Perché lo ammetto: in questi ultimi tempi vorrei scappare.

tra le incombenze quotidiane,
la smacchiatura dei panni principeschi
Lontano dalla casa da pulire e riordinare, dai panni da stirare, dalle cene da preparare in anticipo perché sarò fuori tutto il giorno, dai pensieri per la salute della nonna-bisnonna e per le condizioni della mamma-nonna, dai pensieri per come alloggiare la Princi se la situazione dovesse precipitare, dai rimorsi perché «Oddio, lo sto trascurando!», da quelli perchè forse dovrei pensare di più alla Pulci e temo che ne risenta, dalla paura di non riuscire a gestire il carico pratico ed emotivo di questo nuovo inizio, dal sollievo perché tra poco finirò di lavorare mentre dovrei esserne rammaricata dato che al termine del periodo di maternità sarò di nuovo a piedi e, comunque, non lavorare significherà stare ventiquattr’ore su ventiquattro con due bimbe piccole, la paura di scoppiare e un blog che rimarrà inattivo dall’allunaggio della Pulci fino al momento in cui le passerotte di casa non usciranno di casa dicendomi: «Ciao mamma, noi andiamo in discoteca!».

Aaaargh, che angoscia!
Solo l’altro giorno ho realizzato che tra poco ogni mattina dovrò lavare, vestire, cambiare, ricambiare, dar da mangiare a due piccole cozze invece che una sola: che già è un’impresa.

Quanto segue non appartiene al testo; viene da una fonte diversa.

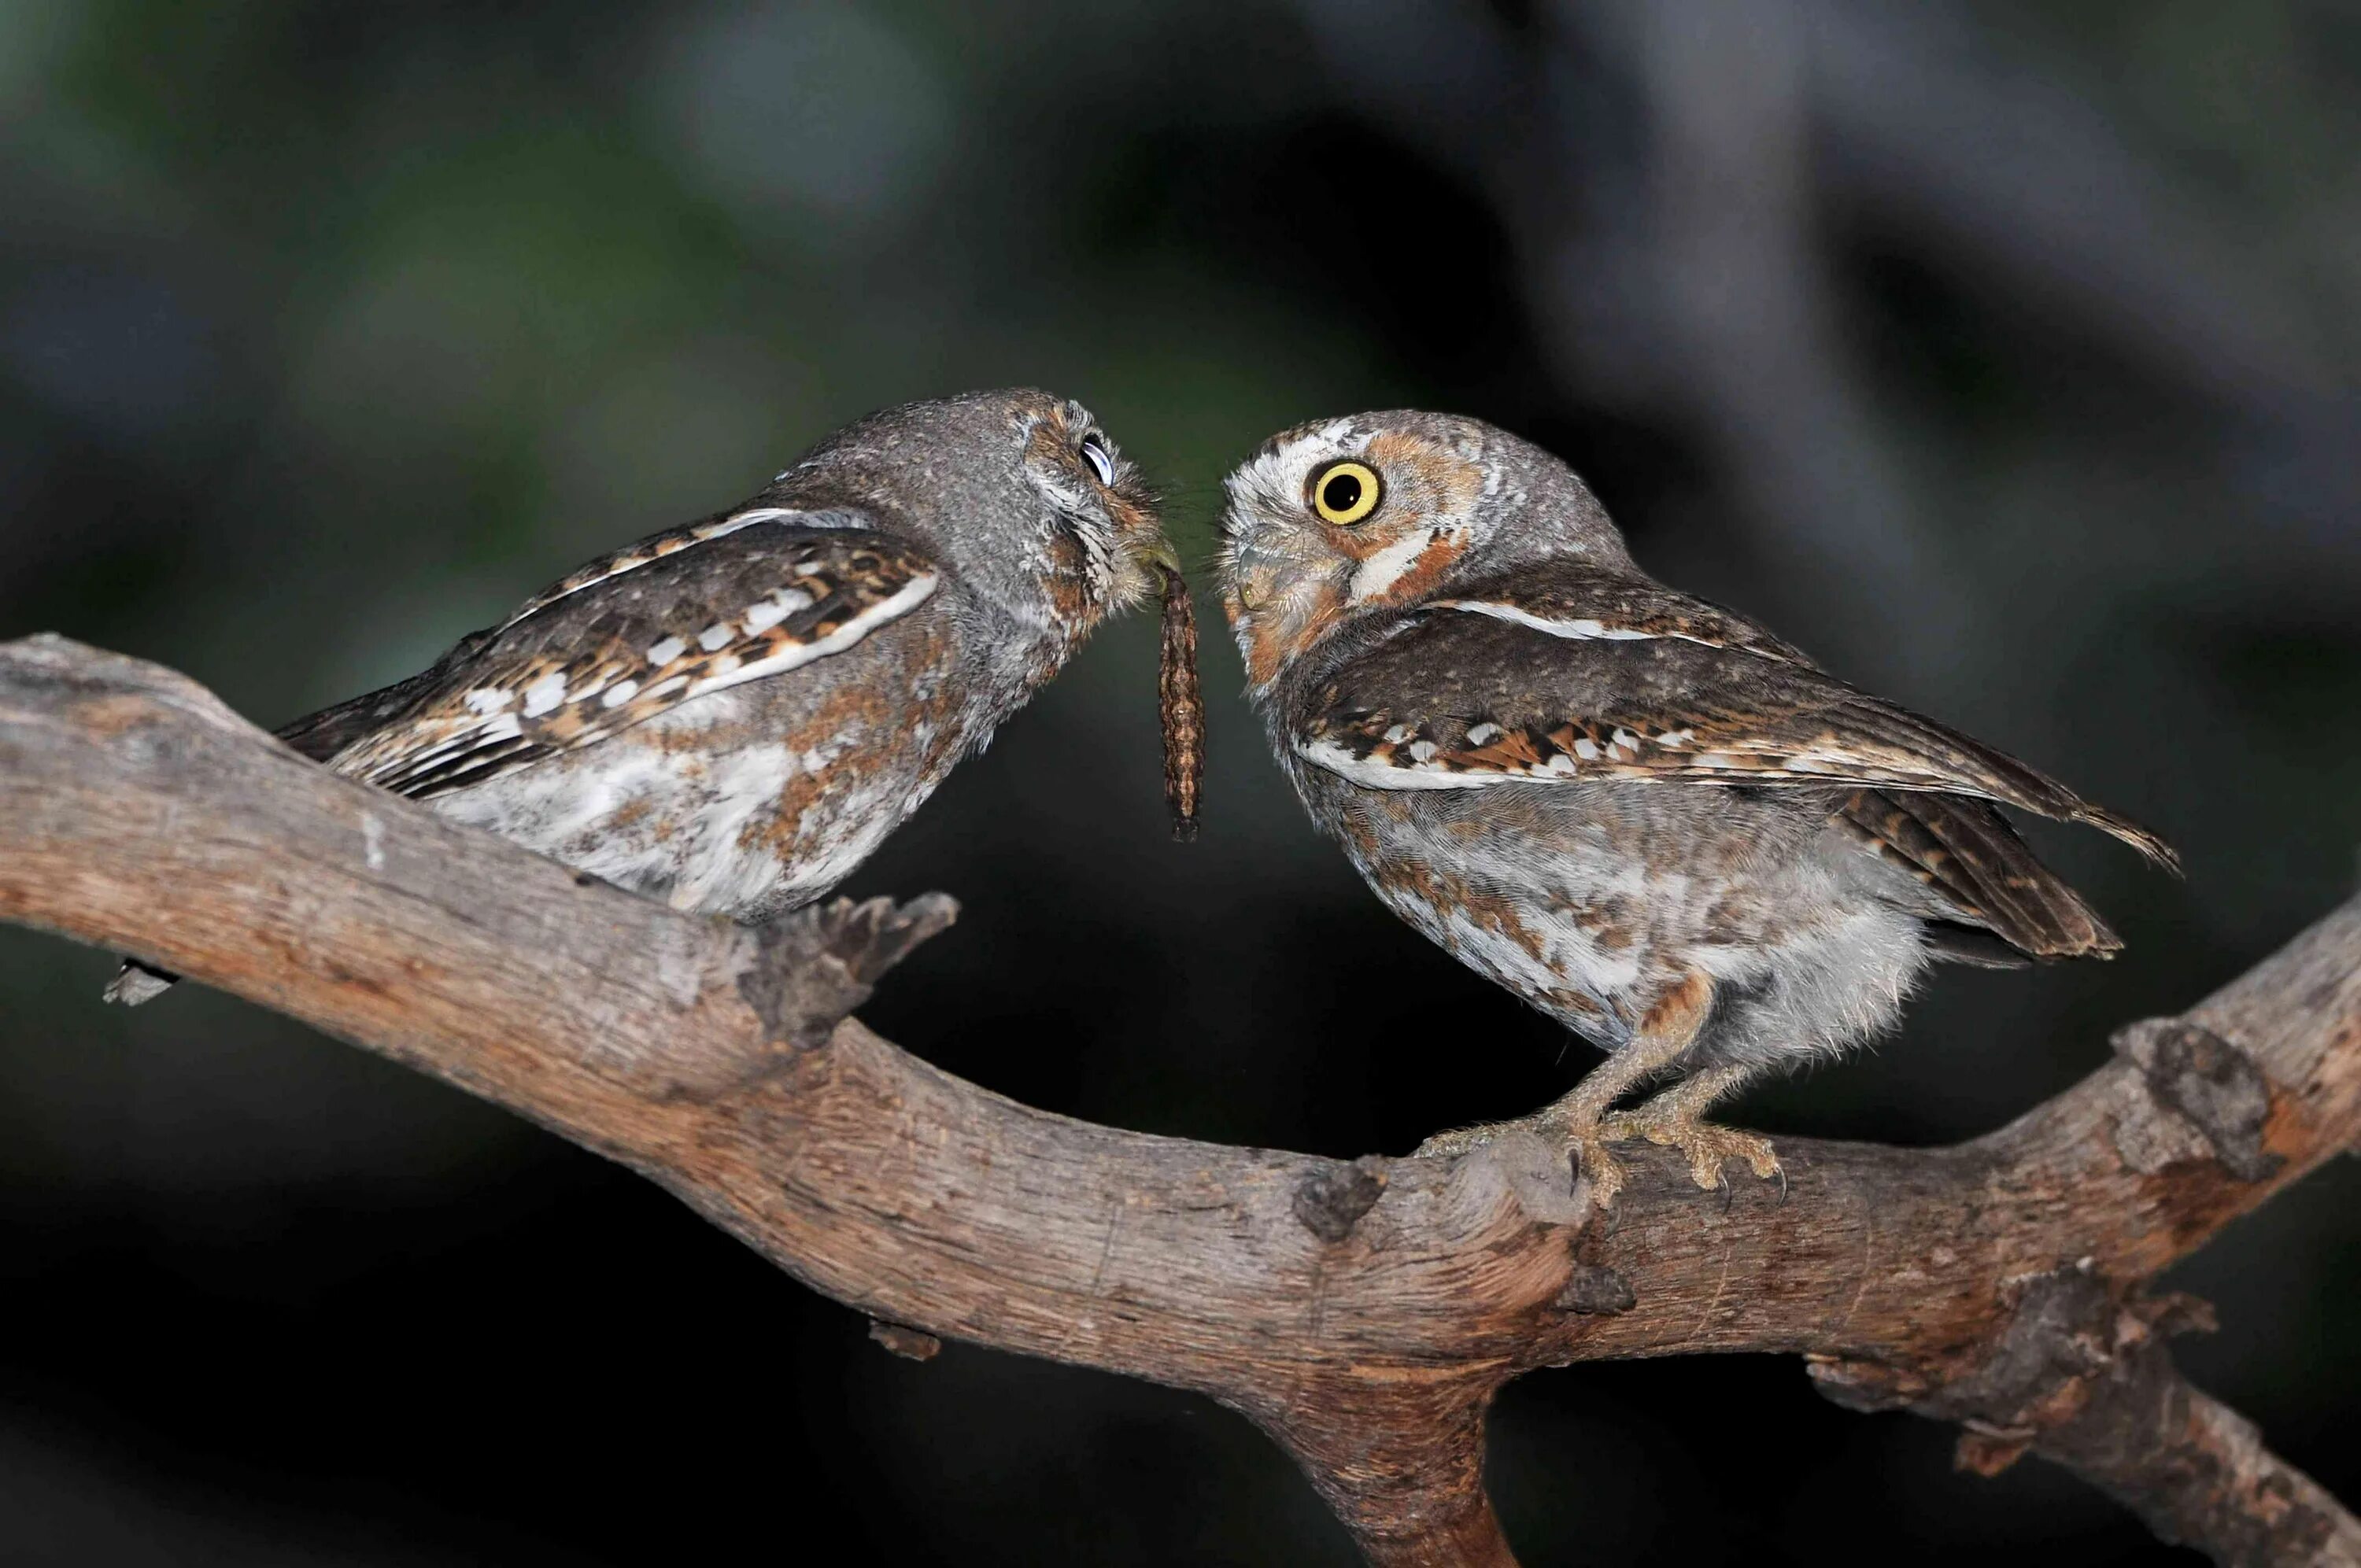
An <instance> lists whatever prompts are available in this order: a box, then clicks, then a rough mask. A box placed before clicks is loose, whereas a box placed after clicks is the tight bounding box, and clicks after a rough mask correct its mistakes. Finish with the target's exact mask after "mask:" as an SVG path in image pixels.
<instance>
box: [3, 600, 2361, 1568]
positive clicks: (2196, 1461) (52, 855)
mask: <svg viewBox="0 0 2361 1568" xmlns="http://www.w3.org/2000/svg"><path fill="white" fill-rule="evenodd" d="M949 914H951V907H949V900H940V897H933V900H918V902H914V904H904V907H900V909H892V907H888V904H883V902H876V904H864V907H850V904H838V907H833V909H829V912H805V914H803V916H796V919H793V921H789V923H784V926H779V928H772V930H763V933H753V930H744V928H737V926H727V923H718V921H694V919H685V916H678V914H673V912H668V909H663V907H659V904H654V902H647V900H637V897H630V895H626V893H619V890H614V888H607V886H600V883H595V881H590V878H578V876H574V874H571V871H567V869H564V867H560V864H555V862H548V860H541V857H536V855H529V852H524V850H519V848H515V845H505V843H498V841H493V838H486V836H484V834H475V831H467V829H460V827H451V824H444V822H439V819H437V817H432V815H430V812H425V810H420V808H416V805H411V803H406V801H399V798H392V796H385V793H378V791H371V789H366V786H359V784H352V782H347V779H338V777H333V775H328V772H326V770H321V767H316V765H312V763H307V760H302V758H297V756H295V753H290V751H286V749H283V746H279V744H276V741H272V739H269V737H264V734H262V732H257V730H253V727H250V725H246V723H243V720H238V718H236V716H234V713H229V711H227V708H224V706H222V704H220V701H215V699H212V697H210V694H208V692H203V690H198V687H196V685H191V682H187V680H184V678H179V675H172V673H170V671H161V668H156V666H146V664H137V661H130V659H120V656H113V654H102V652H94V649H87V647H78V645H73V642H64V640H59V638H33V640H26V642H14V645H0V916H5V919H12V921H19V923H28V926H40V928H47V930H57V933H64V935H71V937H80V940H85V942H97V945H104V947H113V949H120V952H130V954H137V956H139V959H146V961H153V963H158V966H163V968H170V971H177V973H184V975H189V978H194V980H203V982H208V985H217V987H222V989H229V992H236V994H241V997H248V999H253V1001H260V1004H264V1006H272V1008H276V1011H281V1013H288V1015H293V1018H302V1020H305V1023H312V1025H316V1027H319V1030H326V1032H331V1034H335V1037H340V1039H347V1041H354V1044H359V1046H366V1048H371V1051H380V1053H385V1056H392V1058H394V1060H401V1063H406V1065H411V1067H418V1070H420V1072H430V1074H437V1077H442V1079H446V1082H453V1084H458V1086H463V1089H467V1091H472V1093H477V1096H484V1098H489V1100H496V1103H501V1105H508V1108H510V1110H517V1112H519V1115H527V1117H531V1119H534V1122H541V1124H543V1126H550V1129H555V1131H557V1133H562V1136H567V1138H571V1141H576V1143H581V1145H586V1148H593V1150H597V1152H602V1155H609V1157H614V1159H621V1162H626V1164H630V1167H633V1169H637V1171H640V1174H645V1176H649V1178H652V1181H656V1183H661V1185H663V1188H666V1190H671V1193H675V1195H678V1197H682V1202H687V1204H689V1207H694V1209H696V1211H699V1214H704V1216H706V1219H711V1221H713V1223H718V1226H722V1228H725V1230H730V1233H732V1235H737V1237H739V1240H744V1242H746V1244H748V1247H753V1249H758V1252H760V1254H763V1256H767V1259H772V1261H774V1263H779V1266H781V1268H786V1270H789V1273H793V1275H796V1278H798V1280H803V1282H807V1285H812V1287H815V1289H819V1292H826V1294H829V1296H833V1299H838V1301H843V1304H848V1306H852V1308H855V1311H862V1313H866V1315H869V1318H874V1320H878V1325H881V1337H883V1339H885V1341H888V1344H890V1346H897V1348H902V1351H904V1353H918V1355H923V1353H930V1348H928V1341H930V1339H933V1337H949V1339H968V1341H975V1344H989V1346H999V1348H1006V1351H1022V1353H1029V1355H1046V1358H1053V1360H1065V1363H1077V1365H1088V1367H1103V1370H1110V1372H1121V1374H1126V1377H1143V1379H1152V1381H1159V1384H1171V1386H1181V1389H1197V1391H1202V1393H1209V1396H1214V1398H1218V1400H1223V1403H1228V1405H1232V1407H1237V1410H1242V1412H1244V1415H1247V1417H1251V1419H1254V1422H1256V1424H1261V1426H1263V1431H1268V1433H1270V1436H1273V1438H1275V1440H1280V1443H1282V1445H1284V1448H1287V1450H1289V1452H1291V1455H1294V1457H1296V1459H1299V1464H1301V1466H1303V1469H1306V1474H1308V1476H1310V1478H1313V1483H1315V1485H1317V1488H1320V1492H1322V1497H1327V1502H1329V1504H1332V1507H1334V1509H1336V1511H1339V1516H1341V1518H1343V1521H1346V1525H1348V1528H1350V1530H1353V1535H1355V1540H1358V1542H1360V1544H1362V1551H1365V1554H1367V1556H1369V1559H1372V1561H1376V1563H1511V1561H1513V1559H1511V1554H1509V1547H1506V1542H1504V1537H1502V1533H1499V1523H1497V1521H1495V1516H1492V1507H1490V1502H1487V1500H1485V1492H1483V1481H1480V1471H1483V1412H1485V1407H1487V1403H1490V1398H1492V1393H1495V1391H1497V1389H1499V1386H1502V1384H1504V1381H1509V1379H1511V1377H1516V1374H1520V1372H1528V1370H1532V1367H1542V1365H1563V1363H1572V1360H1596V1358H1622V1355H1665V1353H1676V1351H1792V1353H1804V1355H1809V1358H1811V1370H1813V1374H1816V1377H1818V1379H1820V1386H1823V1389H1825V1391H1830V1393H1832V1396H1834V1398H1842V1400H1846V1403H1853V1405H1908V1407H1912V1410H1922V1412H1927V1415H1936V1417H1943V1419H1955V1422H1964V1424H1967V1426H1969V1438H1967V1445H1964V1459H1967V1462H1969V1464H1974V1466H1979V1469H1995V1466H1997V1464H2004V1462H2007V1459H2012V1457H2014V1455H2016V1452H2021V1450H2026V1448H2030V1450H2033V1452H2040V1455H2045V1457H2049V1459H2056V1462H2061V1464H2066V1466H2071V1469H2075V1471H2080V1474H2085V1476H2087V1478H2092V1481H2094V1483H2099V1485H2101V1488H2106V1490H2111V1492H2113V1495H2118V1497H2120V1500H2125V1502H2127V1504H2130V1507H2134V1509H2139V1511H2141V1516H2144V1518H2149V1523H2151V1525H2156V1528H2158V1530H2160V1533H2165V1535H2174V1537H2179V1540H2189V1542H2193V1544H2198V1547H2203V1549H2208V1551H2212V1554H2215V1556H2219V1559H2222V1561H2238V1563H2248V1561H2252V1563H2259V1561H2274V1563H2278V1561H2347V1563H2361V1549H2356V1542H2361V1528H2356V1523H2354V1518H2352V1516H2349V1514H2347V1511H2344V1509H2342V1507H2337V1502H2335V1500H2333V1497H2328V1495H2326V1492H2323V1490H2321V1488H2319V1485H2314V1483H2311V1481H2309V1478H2304V1476H2302V1474H2297V1471H2293V1469H2288V1466H2285V1464H2283V1462H2278V1459H2276V1457H2271V1455H2269V1452H2267V1450H2264V1448H2262V1443H2259V1438H2257V1433H2255V1429H2252V1426H2248V1424H2245V1422H2243V1419H2238V1417H2236V1415H2234V1412H2229V1410H2224V1407H2222V1405H2215V1403H2212V1400H2208V1398H2205V1396H2203V1393H2196V1391H2193V1389H2189V1386H2186V1384H2184V1381H2179V1374H2177V1372H2172V1363H2170V1355H2167V1353H2165V1348H2163V1337H2165V1334H2167V1332H2170V1329H2172V1327H2177V1325H2184V1322H2191V1320H2193V1318H2196V1315H2200V1311H2203V1308H2198V1306H2189V1304H2186V1301H2182V1299H2167V1301H2156V1299H2149V1296H2144V1294H2141V1282H2144V1280H2149V1278H2151V1275H2153V1273H2156V1270H2160V1268H2163V1266H2167V1263H2170V1261H2174V1259H2179V1256H2184V1254H2186V1252H2191V1249H2196V1247H2198V1244H2203V1242H2205V1237H2210V1235H2212V1233H2215V1230H2217V1228H2222V1226H2224V1223H2226V1221H2229V1219H2234V1216H2238V1214H2243V1211H2248V1209H2252V1207H2257V1204H2259V1202H2264V1200H2267V1197H2269V1195H2271V1193H2276V1190H2278V1188H2283V1185H2288V1183H2293V1181H2295V1178H2300V1176H2302V1174H2304V1171H2309V1169H2311V1167H2316V1164H2321V1162H2323V1159H2328V1157H2330V1155H2335V1152H2340V1150H2349V1148H2354V1143H2356V1133H2361V975H2356V968H2361V900H2356V902H2352V904H2347V907H2344V909H2340V912H2335V914H2333V916H2328V919H2326V921H2321V923H2319V926H2314V928H2311V930H2309V933H2304V935H2302V937H2297V940H2295V942H2293V945H2290V947H2288V949H2283V952H2281V954H2276V956H2274V959H2269V961H2267V963H2262V966H2259V968H2255V971H2252V973H2250V975H2245V978H2243V980H2238V982H2234V985H2229V987H2226V989H2222V992H2219V994H2215V997H2210V999H2205V1001H2203V1004H2198V1006H2196V1008H2191V1013H2189V1015H2186V1018H2182V1020H2160V1023H2146V1025H2134V1027H2132V1030H2127V1032H2125V1034H2123V1037H2120V1041H2118V1044H2120V1060H2115V1063H2111V1065H2108V1067H2101V1070H2099V1072H2094V1074H2092V1077H2089V1079H2085V1082H2082V1084H2078V1086H2075V1089H2071V1091H2066V1093H2061V1096H2059V1098H2054V1100H2049V1103H2047V1105H2042V1108H2038V1110H2033V1112H2028V1115H2026V1117H2021V1119H2019V1122H2014V1124H2009V1126H2004V1129H2000V1131H1995V1133H1993V1136H1988V1138H1979V1141H1974V1143H1967V1145H1960V1148H1950V1150H1891V1148H1875V1145H1853V1143H1816V1141H1801V1138H1787V1141H1783V1143H1780V1152H1783V1157H1785V1162H1787V1176H1790V1185H1787V1193H1785V1197H1783V1195H1780V1193H1778V1190H1775V1188H1764V1185H1752V1183H1750V1185H1742V1188H1740V1190H1738V1193H1735V1195H1733V1200H1731V1202H1728V1204H1721V1202H1707V1200H1700V1195H1698V1193H1695V1188H1693V1185H1688V1178H1686V1171H1683V1169H1681V1167H1679V1162H1676V1159H1674V1157H1669V1155H1657V1152H1653V1150H1646V1152H1641V1155H1636V1157H1634V1162H1631V1167H1634V1171H1631V1174H1634V1181H1631V1185H1629V1188H1627V1190H1624V1195H1622V1202H1620V1207H1617V1209H1615V1214H1613V1223H1594V1216H1591V1214H1589V1209H1587V1207H1584V1204H1582V1202H1577V1200H1575V1195H1572V1193H1570V1190H1568V1174H1565V1164H1563V1157H1561V1155H1556V1152H1554V1150H1549V1148H1542V1145H1539V1143H1535V1141H1530V1138H1520V1136H1511V1138H1506V1141H1502V1143H1497V1145H1490V1148H1485V1150H1480V1152H1476V1155H1469V1157H1464V1159H1450V1162H1447V1159H1376V1157H1365V1159H1358V1162H1334V1159H1320V1157H1310V1155H1287V1152H1270V1150H1240V1148H1221V1145H1206V1143H1190V1141H1183V1138H1152V1136H1143V1133H1124V1131H1114V1129H1105V1126H1091V1124H1084V1122H1072V1119H1065V1117H1053V1115H1046V1112H1039V1110H1029V1108H1025V1105H1018V1103H1013V1100H1006V1098H1001V1096H994V1093H987V1091H982V1089H977V1086H973V1084H963V1082H959V1079H954V1077H949V1074H942V1072H937V1070H933V1067H928V1065H926V1063H921V1060H916V1058H911V1056H907V1053H902V1051H897V1048H895V1046H890V1044H888V1041H883V1039H878V1037H876V1034H871V1032H869V1030H864V1027H862V1025H859V1023H857V1020H852V1018H845V1011H848V1008H852V1006H857V1004H859V1001H862V999H864V997H866V994H869V992H866V987H869V985H871V982H874V980H876V975H878V973H881V971H883V968H885V966H890V963H892V961H895V959H900V956H902V954H904V952H907V949H909V947H911V945H916V942H918V940H923V937H926V935H930V933H933V930H940V926H942V923H947V921H949Z"/></svg>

E quando avrò finito con una dovrò iniziare con l’altra; e chissà se avanzerà tempo per farmi una doccia o sarà meglio pensare a qualche soluzione per un bagno collettivo: tanto, siamo tutte donne.
Secondo Lui il problema maggiore sarà scendere due piani di scale con Pulci e Princi al seguito: secondo me, quando chiuderò la porta alle mie spalle il peggio sarà passato, o almeno una parte.
Perché poi verrà il momento di sistemarle in auto, di spingere il passeggino stando attenta che la Princi non scappi per conto suo se vuole camminare in autonomia, di sincronizzare i momenti di pappe e merende cercando di trovare il tempo per sgranocchiare almeno un cracker pure io.  
Sì, in effetti non dovrei preoccuparmi troppo dei chili che stanno salendo, dei dolci – secondo me sempre troppi – che mangio ora: dopo avrò ben tempo e modo di smaltirli.
Spero solo che, in tutto questo, ci siano sempre gli abbracci con “pat pat” sulla spalla che mi dispensa la Princi, i suoi sorrisi e il suo corrermi incontro a braccia aperte se non mi vede per un po’.
Ah, già: dimenticavo che fra qualche mese sarò sempre con lei e quindi, almeno di questi, dovrò fare a meno.